A spokesperson for China's foreign ministry stated Wednesday that there is no split among central authorities over how to handle the Tibet question and that their stance toward the Dalai Lama has been consistent and clear.
In an interview with French television station France 24 aired on Wednesday, the Dalai Lama said there are individuals inside the central government who have a hard-line view of the "autonomy" for Tibet that he has been calling for, Reuters reported.
The Dalai Lama said he "took heart" from Chinese President Xi Jinping's recent comments about Buddhism.
Xi delivered a speech at the UNESCO headquarters in Paris in March, saying that after Buddhism was brought into China, the religion "went through an extended period of integrated development with indigenous Confucianism and Taoism and finally became Buddhism with Chinese characteristics, thus making a deep impact on the religious beliefs, philosophy, literature, art, etiquette and customs of the Chinese people."

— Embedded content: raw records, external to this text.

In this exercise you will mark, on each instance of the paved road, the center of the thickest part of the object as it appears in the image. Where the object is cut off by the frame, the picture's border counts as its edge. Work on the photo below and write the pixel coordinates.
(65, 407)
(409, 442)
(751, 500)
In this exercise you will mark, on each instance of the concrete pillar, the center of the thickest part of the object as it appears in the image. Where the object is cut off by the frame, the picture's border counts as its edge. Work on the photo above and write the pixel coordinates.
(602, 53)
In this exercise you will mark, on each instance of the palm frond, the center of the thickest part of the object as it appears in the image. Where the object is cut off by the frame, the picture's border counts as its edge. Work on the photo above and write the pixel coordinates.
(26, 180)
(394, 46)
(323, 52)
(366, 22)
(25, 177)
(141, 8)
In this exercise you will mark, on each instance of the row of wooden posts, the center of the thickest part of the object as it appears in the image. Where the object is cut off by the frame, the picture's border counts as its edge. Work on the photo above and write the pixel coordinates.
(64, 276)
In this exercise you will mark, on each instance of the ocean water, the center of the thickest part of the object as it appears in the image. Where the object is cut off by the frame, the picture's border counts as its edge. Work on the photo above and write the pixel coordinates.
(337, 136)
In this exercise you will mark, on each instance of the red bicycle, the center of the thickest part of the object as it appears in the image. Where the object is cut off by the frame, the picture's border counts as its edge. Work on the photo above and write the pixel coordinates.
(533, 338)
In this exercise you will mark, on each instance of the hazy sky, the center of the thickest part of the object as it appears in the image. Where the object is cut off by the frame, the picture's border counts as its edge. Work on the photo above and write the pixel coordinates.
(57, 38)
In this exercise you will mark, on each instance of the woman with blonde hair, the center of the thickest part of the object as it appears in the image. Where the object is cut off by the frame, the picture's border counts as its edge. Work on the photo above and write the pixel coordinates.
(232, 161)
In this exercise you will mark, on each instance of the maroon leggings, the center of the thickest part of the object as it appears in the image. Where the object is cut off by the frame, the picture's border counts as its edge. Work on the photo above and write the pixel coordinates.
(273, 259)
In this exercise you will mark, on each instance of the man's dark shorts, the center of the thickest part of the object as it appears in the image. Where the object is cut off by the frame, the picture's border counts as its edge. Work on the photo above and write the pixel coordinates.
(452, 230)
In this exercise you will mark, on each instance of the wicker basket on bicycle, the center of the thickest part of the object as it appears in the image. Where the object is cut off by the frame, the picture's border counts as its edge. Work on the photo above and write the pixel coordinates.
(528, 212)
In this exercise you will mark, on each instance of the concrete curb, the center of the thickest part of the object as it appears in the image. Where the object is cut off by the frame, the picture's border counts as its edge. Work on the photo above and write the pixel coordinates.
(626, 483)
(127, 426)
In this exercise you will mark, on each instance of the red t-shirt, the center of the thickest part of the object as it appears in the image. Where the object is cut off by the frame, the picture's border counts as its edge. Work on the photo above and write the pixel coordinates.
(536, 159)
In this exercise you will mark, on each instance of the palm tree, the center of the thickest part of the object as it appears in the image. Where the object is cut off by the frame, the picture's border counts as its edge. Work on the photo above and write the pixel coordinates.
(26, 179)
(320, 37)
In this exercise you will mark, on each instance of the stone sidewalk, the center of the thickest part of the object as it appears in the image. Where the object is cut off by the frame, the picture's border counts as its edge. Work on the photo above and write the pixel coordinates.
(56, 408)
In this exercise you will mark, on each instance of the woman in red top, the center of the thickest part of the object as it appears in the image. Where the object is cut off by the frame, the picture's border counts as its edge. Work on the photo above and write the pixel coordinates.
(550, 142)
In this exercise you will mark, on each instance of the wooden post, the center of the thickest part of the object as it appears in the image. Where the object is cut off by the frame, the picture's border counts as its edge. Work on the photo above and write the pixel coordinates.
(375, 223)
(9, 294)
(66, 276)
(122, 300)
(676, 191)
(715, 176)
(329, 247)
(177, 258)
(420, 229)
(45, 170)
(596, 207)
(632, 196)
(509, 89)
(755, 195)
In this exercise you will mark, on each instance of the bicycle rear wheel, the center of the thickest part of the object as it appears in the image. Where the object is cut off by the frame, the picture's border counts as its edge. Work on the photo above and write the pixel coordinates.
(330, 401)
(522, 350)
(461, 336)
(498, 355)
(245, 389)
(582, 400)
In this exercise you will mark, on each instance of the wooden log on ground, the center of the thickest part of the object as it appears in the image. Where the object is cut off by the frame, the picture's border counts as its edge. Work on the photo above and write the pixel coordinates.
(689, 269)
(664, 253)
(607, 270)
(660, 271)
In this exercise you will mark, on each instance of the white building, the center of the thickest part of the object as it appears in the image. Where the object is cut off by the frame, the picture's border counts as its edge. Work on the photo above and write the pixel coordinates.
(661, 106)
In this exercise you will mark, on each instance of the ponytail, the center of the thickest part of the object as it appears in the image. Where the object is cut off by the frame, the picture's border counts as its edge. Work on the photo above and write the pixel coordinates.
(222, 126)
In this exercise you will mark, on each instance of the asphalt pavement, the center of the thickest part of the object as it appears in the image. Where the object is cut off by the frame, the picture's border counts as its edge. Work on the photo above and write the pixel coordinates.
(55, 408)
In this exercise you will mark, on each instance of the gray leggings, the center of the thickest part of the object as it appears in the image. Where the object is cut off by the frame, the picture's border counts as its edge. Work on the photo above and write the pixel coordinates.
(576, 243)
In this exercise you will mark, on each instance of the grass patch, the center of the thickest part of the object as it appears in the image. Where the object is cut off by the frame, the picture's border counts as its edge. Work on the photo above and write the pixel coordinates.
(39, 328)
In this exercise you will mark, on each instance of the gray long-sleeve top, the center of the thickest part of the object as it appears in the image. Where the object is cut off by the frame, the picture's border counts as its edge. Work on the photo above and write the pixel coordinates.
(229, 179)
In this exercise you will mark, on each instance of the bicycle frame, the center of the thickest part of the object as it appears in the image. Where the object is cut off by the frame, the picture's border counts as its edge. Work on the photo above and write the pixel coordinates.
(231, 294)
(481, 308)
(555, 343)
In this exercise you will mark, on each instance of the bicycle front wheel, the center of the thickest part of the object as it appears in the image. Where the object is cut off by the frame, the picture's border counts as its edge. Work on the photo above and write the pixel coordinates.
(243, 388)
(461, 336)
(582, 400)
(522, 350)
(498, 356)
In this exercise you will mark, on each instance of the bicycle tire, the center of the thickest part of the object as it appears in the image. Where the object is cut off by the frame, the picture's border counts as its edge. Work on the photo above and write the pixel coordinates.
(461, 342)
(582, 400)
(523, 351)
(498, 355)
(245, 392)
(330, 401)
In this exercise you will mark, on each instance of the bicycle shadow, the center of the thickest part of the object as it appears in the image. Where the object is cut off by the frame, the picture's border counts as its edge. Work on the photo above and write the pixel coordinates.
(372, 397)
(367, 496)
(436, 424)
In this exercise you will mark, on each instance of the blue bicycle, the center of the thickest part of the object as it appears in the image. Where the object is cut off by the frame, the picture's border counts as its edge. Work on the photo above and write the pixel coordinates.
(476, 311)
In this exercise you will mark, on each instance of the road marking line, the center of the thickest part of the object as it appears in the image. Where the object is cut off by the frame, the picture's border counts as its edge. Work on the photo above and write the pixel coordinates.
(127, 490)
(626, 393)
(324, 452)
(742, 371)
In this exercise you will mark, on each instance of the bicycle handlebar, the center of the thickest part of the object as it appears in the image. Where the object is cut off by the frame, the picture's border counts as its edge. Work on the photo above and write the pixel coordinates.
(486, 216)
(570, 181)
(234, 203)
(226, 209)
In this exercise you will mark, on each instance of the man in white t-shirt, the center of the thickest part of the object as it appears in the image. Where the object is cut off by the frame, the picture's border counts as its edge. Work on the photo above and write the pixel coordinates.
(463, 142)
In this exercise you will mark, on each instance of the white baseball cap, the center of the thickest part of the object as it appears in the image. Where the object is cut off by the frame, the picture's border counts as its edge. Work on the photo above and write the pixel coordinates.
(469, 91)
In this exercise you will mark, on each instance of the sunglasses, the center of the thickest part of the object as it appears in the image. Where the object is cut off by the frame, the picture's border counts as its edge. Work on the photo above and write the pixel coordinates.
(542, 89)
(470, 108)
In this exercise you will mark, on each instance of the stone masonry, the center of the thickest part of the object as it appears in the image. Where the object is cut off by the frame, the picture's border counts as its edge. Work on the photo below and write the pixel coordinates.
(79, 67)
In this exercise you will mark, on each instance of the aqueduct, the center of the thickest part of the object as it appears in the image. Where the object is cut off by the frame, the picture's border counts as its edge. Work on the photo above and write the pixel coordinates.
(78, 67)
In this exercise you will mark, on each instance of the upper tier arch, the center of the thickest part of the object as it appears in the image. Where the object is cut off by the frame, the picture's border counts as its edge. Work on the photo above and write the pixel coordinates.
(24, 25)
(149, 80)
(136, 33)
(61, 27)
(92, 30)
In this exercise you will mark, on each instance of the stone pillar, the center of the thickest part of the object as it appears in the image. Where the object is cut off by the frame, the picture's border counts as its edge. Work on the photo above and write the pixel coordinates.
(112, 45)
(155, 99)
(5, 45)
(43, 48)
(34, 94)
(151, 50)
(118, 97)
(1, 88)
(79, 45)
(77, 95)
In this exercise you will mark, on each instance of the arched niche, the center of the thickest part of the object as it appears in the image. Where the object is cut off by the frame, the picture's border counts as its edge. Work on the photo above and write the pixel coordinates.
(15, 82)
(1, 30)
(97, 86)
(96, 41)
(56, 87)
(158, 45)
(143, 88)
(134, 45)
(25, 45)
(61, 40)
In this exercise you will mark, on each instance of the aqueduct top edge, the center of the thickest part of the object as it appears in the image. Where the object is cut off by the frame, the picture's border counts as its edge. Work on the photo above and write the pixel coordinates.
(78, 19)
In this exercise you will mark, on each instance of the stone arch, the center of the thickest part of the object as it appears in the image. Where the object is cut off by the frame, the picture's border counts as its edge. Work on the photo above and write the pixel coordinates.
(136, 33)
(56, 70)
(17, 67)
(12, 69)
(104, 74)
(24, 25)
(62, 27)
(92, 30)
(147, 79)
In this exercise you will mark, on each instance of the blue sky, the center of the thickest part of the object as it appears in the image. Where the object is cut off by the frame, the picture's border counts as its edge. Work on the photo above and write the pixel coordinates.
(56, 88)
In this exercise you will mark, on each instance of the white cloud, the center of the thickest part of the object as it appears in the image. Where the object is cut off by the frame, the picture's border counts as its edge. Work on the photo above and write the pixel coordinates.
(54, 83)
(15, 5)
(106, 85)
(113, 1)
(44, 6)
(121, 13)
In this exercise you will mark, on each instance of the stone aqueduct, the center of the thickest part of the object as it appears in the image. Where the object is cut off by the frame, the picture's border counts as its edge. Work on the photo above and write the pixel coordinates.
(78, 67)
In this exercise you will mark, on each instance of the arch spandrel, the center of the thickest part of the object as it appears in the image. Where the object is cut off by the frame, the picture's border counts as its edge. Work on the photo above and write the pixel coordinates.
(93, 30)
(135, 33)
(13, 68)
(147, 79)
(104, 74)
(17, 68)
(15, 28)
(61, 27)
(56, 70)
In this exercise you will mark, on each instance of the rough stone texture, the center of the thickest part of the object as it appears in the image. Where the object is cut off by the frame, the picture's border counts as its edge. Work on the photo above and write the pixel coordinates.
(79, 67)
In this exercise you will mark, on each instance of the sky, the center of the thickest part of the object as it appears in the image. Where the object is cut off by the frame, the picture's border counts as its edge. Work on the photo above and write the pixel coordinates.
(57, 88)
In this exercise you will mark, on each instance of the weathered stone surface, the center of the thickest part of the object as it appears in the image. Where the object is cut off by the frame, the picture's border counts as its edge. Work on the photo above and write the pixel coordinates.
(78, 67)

"But at the same time, among the establishment, there is a lot of hardliner thinking still there," the Dalai Lama said when asked about whether Xi's remarks had made him expect a possible meeting regarding Tibet's "autonomy" with Xi.
"The Dalai Lama must abandon his separatist activities and stop sabotaging China's ethnic unity to create opportunities for himself to make contact with the central government," Chinese foreign ministry spokesperson Qin Gang told a regular press briefing Tuesday.
Qin said that the topic of any possible talks will not be "Tibet's autonomy," and will absolutely not be the so-called "independence of Tibet," but "the future of the Dalai Lama himself."
Qin stressed that regarding the Tibet question, there are no so-called hawkish or dovish camps inside the central government, or the Communist Party of China as a whole. "Opposing separatist acts, securing unity and territorial integrity and maintaining ethnic unity, that is the resolute consensus of the entire Chinese nation," he said.